Ramkisson was out of school for a year and a half. He was a student at Humber College for the civil engineering program. When he didn’t enjoy the program, he switched to Centennial College to an automotive apprenticeship program. Since he took a year and a half off after Humber College, he said he had to start paying back his OSAP after a six-month grace period.

Ramkisson said he uses the Repayment Assistance Plan, so he doesnot have to pay his loan during the months he is in school. When he is apprenticing, he said he pays OSAP monthly through direct deposit transfer.

James Walker, student financial services manager at the University of Guelph-Humber, suggests students, “never avoid the payment but work with the National Student Loan Service Centre because there are programs that can provide help; however, if they avoid payments, then they can lose out on the programs.”

If a student is struggling to pay their loans due to unemployment or underemployment they can apply to the Repayment Assistance Plan, said Walker.

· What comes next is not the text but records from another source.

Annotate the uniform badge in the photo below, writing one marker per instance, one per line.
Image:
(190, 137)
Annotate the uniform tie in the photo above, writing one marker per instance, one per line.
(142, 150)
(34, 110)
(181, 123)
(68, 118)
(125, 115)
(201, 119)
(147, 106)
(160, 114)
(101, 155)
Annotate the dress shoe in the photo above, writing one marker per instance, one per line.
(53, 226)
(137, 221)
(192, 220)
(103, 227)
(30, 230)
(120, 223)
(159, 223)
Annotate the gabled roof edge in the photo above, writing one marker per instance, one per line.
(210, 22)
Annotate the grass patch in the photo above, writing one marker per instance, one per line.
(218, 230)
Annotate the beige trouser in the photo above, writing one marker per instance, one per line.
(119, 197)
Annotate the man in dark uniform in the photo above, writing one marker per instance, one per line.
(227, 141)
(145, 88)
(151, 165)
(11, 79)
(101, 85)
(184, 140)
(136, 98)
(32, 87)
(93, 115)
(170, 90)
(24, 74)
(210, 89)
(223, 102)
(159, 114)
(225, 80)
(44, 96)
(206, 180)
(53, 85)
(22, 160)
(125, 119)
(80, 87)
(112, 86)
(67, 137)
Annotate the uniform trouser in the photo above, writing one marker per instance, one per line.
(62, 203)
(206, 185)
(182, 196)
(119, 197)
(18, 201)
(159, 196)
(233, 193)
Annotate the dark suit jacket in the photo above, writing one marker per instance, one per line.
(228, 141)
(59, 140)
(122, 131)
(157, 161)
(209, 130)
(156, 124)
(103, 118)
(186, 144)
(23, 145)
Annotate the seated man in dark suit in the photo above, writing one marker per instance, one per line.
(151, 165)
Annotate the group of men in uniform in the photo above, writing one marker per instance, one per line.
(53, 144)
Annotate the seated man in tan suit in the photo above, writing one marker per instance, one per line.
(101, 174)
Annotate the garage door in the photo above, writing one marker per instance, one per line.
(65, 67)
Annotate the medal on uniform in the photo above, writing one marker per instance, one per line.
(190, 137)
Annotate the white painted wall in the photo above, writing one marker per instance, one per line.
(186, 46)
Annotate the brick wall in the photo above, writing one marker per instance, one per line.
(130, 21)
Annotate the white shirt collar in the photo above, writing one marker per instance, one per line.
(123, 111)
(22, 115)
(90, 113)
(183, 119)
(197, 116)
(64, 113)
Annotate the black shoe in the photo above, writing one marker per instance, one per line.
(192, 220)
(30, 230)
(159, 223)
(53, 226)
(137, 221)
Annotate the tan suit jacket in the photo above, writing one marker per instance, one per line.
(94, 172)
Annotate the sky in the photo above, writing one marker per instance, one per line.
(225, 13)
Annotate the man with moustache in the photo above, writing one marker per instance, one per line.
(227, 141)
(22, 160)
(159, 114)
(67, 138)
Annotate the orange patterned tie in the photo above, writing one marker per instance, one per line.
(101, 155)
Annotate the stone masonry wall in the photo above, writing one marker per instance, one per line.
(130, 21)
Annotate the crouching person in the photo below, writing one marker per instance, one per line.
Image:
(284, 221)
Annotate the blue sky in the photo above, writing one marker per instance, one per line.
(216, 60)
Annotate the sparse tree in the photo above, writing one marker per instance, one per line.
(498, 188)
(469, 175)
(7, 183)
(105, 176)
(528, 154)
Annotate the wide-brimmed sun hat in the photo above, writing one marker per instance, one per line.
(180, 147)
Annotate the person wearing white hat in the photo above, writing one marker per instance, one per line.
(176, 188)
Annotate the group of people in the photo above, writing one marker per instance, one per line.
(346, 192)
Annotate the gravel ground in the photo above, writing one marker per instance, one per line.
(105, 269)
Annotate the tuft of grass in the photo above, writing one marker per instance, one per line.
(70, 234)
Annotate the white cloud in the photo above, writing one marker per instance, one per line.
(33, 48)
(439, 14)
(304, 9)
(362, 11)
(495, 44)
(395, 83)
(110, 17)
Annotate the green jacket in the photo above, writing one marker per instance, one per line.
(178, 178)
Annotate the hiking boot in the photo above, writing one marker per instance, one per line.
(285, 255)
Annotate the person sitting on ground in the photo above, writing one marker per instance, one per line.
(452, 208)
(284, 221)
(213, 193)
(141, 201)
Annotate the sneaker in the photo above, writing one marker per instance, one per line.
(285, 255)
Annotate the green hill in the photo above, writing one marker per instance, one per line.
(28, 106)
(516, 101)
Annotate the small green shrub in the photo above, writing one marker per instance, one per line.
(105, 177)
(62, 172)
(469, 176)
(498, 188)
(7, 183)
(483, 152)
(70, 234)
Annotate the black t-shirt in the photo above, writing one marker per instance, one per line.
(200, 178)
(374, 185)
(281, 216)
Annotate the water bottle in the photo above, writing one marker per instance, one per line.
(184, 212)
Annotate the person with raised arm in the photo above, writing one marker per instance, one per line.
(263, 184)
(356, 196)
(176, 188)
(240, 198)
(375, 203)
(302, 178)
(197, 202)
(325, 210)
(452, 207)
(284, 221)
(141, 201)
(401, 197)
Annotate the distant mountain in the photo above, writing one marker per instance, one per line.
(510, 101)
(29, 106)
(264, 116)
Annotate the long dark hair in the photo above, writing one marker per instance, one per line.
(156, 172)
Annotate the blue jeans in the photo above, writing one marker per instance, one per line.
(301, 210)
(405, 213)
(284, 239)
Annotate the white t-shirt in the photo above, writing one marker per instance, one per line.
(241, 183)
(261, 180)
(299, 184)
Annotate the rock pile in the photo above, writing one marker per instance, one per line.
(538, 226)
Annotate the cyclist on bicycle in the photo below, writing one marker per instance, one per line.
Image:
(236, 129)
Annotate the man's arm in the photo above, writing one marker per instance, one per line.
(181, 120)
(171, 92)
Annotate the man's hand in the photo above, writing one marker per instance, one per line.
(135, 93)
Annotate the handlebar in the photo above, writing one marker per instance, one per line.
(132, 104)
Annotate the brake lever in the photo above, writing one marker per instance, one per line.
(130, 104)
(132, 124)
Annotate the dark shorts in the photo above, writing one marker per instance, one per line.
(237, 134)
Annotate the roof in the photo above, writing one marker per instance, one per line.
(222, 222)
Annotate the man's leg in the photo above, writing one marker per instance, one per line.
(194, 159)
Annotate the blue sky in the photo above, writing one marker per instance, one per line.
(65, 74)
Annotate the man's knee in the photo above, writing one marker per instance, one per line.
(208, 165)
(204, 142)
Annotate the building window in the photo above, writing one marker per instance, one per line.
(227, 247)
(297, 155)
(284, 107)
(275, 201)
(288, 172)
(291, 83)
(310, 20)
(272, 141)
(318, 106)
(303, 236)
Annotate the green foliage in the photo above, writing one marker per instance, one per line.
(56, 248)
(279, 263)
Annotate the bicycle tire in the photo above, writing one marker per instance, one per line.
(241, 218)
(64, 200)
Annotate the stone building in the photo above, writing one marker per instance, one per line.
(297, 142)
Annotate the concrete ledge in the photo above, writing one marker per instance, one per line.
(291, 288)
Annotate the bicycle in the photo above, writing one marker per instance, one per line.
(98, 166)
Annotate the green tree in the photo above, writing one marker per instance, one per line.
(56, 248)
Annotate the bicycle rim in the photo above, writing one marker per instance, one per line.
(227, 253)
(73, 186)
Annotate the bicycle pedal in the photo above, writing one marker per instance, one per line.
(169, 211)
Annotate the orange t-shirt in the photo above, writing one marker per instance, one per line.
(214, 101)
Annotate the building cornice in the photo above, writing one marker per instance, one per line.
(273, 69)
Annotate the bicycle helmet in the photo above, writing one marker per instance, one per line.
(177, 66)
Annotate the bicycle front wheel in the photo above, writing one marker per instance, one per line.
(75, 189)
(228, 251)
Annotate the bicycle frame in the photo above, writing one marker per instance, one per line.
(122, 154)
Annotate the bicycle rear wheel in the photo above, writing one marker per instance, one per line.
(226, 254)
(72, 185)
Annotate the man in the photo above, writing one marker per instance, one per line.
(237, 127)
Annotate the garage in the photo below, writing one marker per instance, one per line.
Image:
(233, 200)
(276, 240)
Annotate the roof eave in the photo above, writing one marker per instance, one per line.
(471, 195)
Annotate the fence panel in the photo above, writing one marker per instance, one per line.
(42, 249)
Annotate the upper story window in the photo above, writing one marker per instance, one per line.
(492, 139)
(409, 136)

Walker added the loan is administered by the National Student Loan Service Centre (NSLSC). When students are finished school, they start a six-month grace period. After the grace period is over, students go into repayment.

According to Tanya Blazina, the team lead of issues management and media relations at the Ministry of Advanced Education and Skills Development, said the government introduced the Repayment Assistance Plan in 2010 for borrowers who are experiencing financial difficulties repaying their student loans.

Daniel Castillo-Sanchez, financial aid manager at Humber College, said students are not required to pay back their loan during the six-month grace period; however, they have to pay the interest rate charged by the federal government.

Castillo-Sanchez said the monthly payment takes the total debt amortized over a nine-and-a-half-year period. The NSLSC notifies the student a month or two before they go into the repayment period.

Castillo-Sanchez said once a student receives that repayment notice, they can pay their full loan amount to avoid any interest. He said if they are in the position to pay more than their monthly payments they can also adjust their plan accordingly.

Walker said students have to provide their banking information to the NSLSC in order to pay monthly. Although the repayment period is over nine-and-a-half-years, if they are struggling to pay back their loan, they can increase the period up to 15 years.

Walker directed students to an application on the National Student Loan Service Centre’s website.

https://www.canada.ca/content/dam/canada/employment-social-development/migration/documents/assets/portfolio/docs/en/student_loans/forms/repayment-assistance.pdf

Castillo-Sanchez said this program helps students by either postponing their loans for another six-month period, or they can reduce their payment to no more than 20 per cent of their monthly income.

Though they have to re-apply every six months, Walker said a borrower can use the Repayment Assistance Plan for maximum of five years. If a borrower is still unable to make their payments after being on the Repayment Assistance Plan for five years, the government starts paying their loan on their behalf.

However, Castillo-Sanchez said when the government starts paying back a student’s loan, theloan recipient isno longer eligible to apply for OSAP again unless that recipient repays the amount that the government paid on their behalf.